Culture for Service: The GC motto

Culture for Service – we see it flying on banners, printed on Goshen College literature and stuck on car windows. It says something about the college and its graduates in a way that few other college mottoes do. Culture for Service is a call to action, a call to learn, a reminder of how our Christian values affect the work we do.

Since its beginnings, the college has felt the impact of the twin harmonies of these words, “culture” and “service.” It has sometimes struggled to define how the dual concepts combine into a campus ideal. Described as a “felicitous turn of phrase” by Susan Fisher Miller in Culture for Service: A History of Goshen College, 1894-1994, the motto serves not just as a theoretical challenge but as a “real world” set of instructions for the campus community to incorporate into its life and growth.

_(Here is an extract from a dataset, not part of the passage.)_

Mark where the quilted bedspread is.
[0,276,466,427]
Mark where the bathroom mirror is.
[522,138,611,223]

Coined in 1903, the phrase has survived for over a century with the college, through periods of growth and change both internal and external. Once, when the motto came under scrutiny in 1943, GC faculty were asked to evaluate Culture for Service. In a description of its relevance to the campus and its students, the faculty members described the motto as “beautiful and satisfactory.” “Culture for Service also has significance for past pupils,” they said.

A call to serve

Students across the country are catching this spirit. According to a fall 1996 survey by the Graduate School of Education & Information Studies at the University of California, Los Angeles, freshmen entering U.S. colleges and universities are increasingly service-minded. The survey of more than 250,000 freshmen shows record numbers of students doing volunteer work and record numbers spending at least an hour a week doing service.

When they arrive at GC, all students are encouraged to engage in both the theoretical exploration of service and hands-on projects and programs. This happens by responding to local service agencies that come to campus each fall to engage students; donating blood; participating in the annual Celebrate Service Day; and joining a mid-term break service trip.

Since 1968, students have often learned how broadly service can be defined during Study-Service Term when they spend half the semester in a “service assignment.” During that time, students have spent roughly 170,000 hours at varying types of service during this portion of their experience abroad. Students are often reminded that service includes “being,” “understanding” and “accompanying,” as well as “doing.”